Thad Leland's diligence to study equestrians continued with his painting and sketching of polo events at Pebble Beach. His life, artwork and equestrian endeavors are chronicled by his total works of over 70 sketches, drawings and paintings. His aesthetic awareness reflects a life of social involvement, cultural sensitivity and adventure.
Working in pastels, oils, acrylics, and watercolors, Thad Leland left a beautiful legacy of the spirit and tradition of the horse, its cultural harness and how man interacts with this spirit.
It all started for Leland when he was a boy in Michigan, exercising the fine horses of Detroit millionaires. He went home and sketched these horses, which began the lifelong journey to recreate the spirit and beauty of the horse.
Thad Emory Leland was born in Detroit, Michigan, in 1914 and passed away in Pebble Beach, California, in 1987. He studied art at the Cranbrook Academy of Art in Michigan, received a B.A. in fine art from the University of Michigan where he studied with Sarkis Sarkisian and John Carroll.
Before the war, he exhibited throughout Wisconsin and Michigan, and was awarded a mural commission for the New York World's Fair. After World War II he received a masters degree in fine art from Stanford University.
During World War II, despite his involvement in combat with the first naval assault group on Guadalcanal, his passion for painting thrived. Begging and stealing paints, he resumed murals on various military buildings, as well as doing portraits of various commanding officers working under all kinds of conditions including air raids.
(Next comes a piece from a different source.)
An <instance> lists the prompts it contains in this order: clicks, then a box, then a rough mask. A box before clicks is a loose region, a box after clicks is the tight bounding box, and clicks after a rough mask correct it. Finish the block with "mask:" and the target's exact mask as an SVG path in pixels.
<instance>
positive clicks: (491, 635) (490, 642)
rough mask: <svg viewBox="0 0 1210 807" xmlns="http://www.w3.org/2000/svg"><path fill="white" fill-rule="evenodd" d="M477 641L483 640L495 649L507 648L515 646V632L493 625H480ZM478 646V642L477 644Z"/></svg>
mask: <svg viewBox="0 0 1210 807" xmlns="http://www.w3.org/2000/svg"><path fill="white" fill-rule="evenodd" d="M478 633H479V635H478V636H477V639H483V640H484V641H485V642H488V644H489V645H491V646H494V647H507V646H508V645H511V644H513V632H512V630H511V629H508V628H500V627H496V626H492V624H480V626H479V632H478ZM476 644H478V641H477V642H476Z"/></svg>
A decision to move to Peru influenced his painting for the rest of his life. He moved with his sister and her husband to Lima where he lived for the next 13 years. There, amid Peru's aristocratic society and foreign service community, he became a constant presence exhibiting at the British and American Cultural Institutes. His keen interest in the horse was sparked with the discovery of the Peruvian Paso. Watching this ancient breed perform it's spirited unique gait with rider in full Peruvian regalia awakened images of the original conquistadors.
In Peru, Thad Leland, became driven to paint and sketch, perfecting his technique and studying the horse's form and movement. "There is only time... for the love of painting and drawing that you profess to love," Leland commented in his notes. He threw himself into understanding the ways of Peru and the Paso. Searching for traditions surrounding the Pasos, he ventured to all corners of the country from the Amazon to the mountains recording the fascinating Peruvian lifestyle.
Returning to the United States in the early 60s, his diligence to study equestrians continued with his painting and sketching of polo events at Pebble Beach, thoroughbred racing at Bay Meadows and Golden Gate tracks, and western riding events at the Salinas Rodeo and Monterey County Fair. He became sought after for commissioned portraiture. In addition to painting, he returned to riding and training horses, willing to help with behavioral problems or lend a hand during foaling.
His life, artwork and equestrian endeavors are chronicled by his total works of over 70 sketches, drawings and paintings. His aesthetic awareness reflects a life of social involvement, cultural sensitivity and adventure. During his final years he continued to sketch and paint horses, and in an article in the San Jose Mercury News they stated, "for he loves and understands them and thinks they are beautiful."